We've just posted our May 6 issue [1] to the website, featuring Nicholas Clifford's in-depth look into the multiple careers of the Roman Catholic Belgian-Australian writer, essayist, literary critic, translator, art historian, sinologist, and university professor Simon Leys [2], as well as William Pritchard's essay on the new two-hundred-page edition of T.S. Eliot [3]'s Collected Poems .
Mollie Wilson O'Reilly writes that the character Ramona Quimby [4] reveals what children's author Beverly Cleary knows about growing up. Reflecting on two recent Notre Dame graduations, Cathleen Kaveny poses a new way forward for Democratic and Republican Catholics [5] beyond partisan culture wars. Rand Richards Cooper reviews the military drama starring Helen Mirren, Eye in the Sky [6].

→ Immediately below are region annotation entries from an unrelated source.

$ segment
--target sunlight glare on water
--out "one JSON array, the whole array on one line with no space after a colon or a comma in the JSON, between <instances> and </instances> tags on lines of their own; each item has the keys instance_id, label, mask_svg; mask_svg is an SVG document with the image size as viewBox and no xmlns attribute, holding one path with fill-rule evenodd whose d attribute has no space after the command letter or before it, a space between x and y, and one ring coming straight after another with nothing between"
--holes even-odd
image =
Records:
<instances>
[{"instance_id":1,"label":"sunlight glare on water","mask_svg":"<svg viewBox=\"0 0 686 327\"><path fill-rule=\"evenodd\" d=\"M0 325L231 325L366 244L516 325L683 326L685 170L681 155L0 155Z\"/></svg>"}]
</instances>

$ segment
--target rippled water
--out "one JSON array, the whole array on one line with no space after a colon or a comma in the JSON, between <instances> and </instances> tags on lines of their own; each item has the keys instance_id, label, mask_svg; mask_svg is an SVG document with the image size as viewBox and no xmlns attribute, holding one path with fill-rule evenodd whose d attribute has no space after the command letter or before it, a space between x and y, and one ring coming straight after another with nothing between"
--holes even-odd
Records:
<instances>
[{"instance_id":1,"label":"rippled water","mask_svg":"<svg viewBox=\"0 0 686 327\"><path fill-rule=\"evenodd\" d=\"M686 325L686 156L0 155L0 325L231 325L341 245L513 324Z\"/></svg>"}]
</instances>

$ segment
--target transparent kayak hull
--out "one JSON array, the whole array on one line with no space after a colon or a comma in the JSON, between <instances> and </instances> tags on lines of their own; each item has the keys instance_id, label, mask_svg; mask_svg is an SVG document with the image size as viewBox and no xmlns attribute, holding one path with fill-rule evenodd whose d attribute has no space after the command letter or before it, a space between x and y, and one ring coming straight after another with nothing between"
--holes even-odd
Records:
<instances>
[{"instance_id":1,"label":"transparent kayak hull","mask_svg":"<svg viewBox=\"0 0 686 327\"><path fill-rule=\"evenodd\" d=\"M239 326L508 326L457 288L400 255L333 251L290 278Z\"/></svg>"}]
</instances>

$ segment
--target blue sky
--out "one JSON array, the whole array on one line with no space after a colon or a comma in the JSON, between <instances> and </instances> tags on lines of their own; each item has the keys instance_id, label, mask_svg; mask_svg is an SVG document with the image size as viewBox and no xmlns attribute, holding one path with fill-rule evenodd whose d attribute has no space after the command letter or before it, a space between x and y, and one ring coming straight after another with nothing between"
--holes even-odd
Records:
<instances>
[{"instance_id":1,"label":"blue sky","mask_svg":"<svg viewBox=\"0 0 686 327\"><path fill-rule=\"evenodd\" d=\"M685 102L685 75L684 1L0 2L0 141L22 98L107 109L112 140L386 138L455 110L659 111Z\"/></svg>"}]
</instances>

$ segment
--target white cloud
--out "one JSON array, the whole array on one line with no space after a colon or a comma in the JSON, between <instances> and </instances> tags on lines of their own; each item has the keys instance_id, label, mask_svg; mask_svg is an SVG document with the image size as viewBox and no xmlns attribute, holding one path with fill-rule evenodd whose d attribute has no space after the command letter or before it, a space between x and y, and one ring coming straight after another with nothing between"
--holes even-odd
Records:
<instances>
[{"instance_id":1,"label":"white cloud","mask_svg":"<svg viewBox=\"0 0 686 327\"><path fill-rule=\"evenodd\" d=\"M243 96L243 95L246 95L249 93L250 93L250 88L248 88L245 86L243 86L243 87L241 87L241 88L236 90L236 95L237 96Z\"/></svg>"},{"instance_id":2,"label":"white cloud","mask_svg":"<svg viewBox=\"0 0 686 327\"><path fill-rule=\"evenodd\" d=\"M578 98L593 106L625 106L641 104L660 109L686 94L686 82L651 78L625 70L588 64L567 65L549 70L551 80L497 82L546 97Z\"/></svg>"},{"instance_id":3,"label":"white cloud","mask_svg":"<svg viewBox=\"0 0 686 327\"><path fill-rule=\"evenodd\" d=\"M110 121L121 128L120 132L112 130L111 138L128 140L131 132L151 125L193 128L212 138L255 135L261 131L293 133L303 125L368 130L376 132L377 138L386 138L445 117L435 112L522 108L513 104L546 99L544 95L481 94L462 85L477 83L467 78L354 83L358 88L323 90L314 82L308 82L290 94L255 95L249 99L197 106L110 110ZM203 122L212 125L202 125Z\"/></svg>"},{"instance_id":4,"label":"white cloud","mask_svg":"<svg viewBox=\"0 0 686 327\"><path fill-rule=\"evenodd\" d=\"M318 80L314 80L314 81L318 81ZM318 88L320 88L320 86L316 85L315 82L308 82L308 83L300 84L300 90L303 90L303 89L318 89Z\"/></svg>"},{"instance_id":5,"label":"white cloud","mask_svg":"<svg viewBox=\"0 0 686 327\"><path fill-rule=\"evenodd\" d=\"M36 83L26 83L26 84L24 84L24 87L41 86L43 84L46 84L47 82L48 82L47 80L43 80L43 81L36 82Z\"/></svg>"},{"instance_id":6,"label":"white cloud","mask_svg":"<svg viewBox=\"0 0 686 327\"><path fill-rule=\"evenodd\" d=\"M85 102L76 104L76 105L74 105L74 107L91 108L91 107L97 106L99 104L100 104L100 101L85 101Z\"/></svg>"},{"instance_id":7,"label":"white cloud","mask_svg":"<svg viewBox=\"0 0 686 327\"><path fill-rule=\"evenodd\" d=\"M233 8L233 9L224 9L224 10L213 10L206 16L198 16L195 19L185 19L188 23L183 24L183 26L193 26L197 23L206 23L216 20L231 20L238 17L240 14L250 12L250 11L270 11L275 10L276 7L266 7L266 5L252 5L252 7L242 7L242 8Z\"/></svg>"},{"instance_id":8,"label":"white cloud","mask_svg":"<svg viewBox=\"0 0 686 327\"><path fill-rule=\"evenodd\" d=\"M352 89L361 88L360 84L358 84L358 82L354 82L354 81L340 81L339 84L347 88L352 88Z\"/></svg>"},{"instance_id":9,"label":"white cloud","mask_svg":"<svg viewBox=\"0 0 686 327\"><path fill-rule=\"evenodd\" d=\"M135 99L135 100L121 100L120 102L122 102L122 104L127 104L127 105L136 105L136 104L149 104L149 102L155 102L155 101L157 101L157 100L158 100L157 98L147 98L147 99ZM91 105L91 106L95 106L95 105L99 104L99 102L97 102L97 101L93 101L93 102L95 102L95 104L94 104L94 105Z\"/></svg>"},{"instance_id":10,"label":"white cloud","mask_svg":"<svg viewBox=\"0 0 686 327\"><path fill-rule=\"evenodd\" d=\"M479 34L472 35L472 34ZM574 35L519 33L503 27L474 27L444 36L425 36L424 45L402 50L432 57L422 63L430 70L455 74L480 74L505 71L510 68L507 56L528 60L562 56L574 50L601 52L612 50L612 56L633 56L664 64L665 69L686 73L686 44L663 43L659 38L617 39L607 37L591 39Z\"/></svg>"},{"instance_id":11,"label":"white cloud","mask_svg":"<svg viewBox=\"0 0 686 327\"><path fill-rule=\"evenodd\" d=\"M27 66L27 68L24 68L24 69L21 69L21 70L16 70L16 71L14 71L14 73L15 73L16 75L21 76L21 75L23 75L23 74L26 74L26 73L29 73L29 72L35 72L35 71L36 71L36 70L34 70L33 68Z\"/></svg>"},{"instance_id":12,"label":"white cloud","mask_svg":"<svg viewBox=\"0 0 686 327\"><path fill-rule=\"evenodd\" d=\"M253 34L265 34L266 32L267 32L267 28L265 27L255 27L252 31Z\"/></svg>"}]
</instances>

For books, John T. McGreevy reviews two new books by Sudhir Hazareesingh and David Bell [7] that incorporate American views into the twentieth-century struggles between republicans and Catholics in France over "basic freedoms"; Paul Lakeland reviews Sarah Bakewell [8]’s latest work which scrutinizes (mostly French) existentialist philosophers both as thinkers and as "human beings marked by their moment in history"; Dominic Preziosi reviews Don DeLillo [9]'s upcoming novel—a futuristic yet familiar story of filial conflinct and mortality—Zero K; Kathleen Sprows Cummings reviews a providentially-written, full-length biography of Joan Chittester by Tom Roberts; [10] And Gilbert Meilaender reviews George M. Marsden [11]'s "biography of a book"—C.S. Lewis's radio-broadcast-turned-religious-classic Mere Christianity.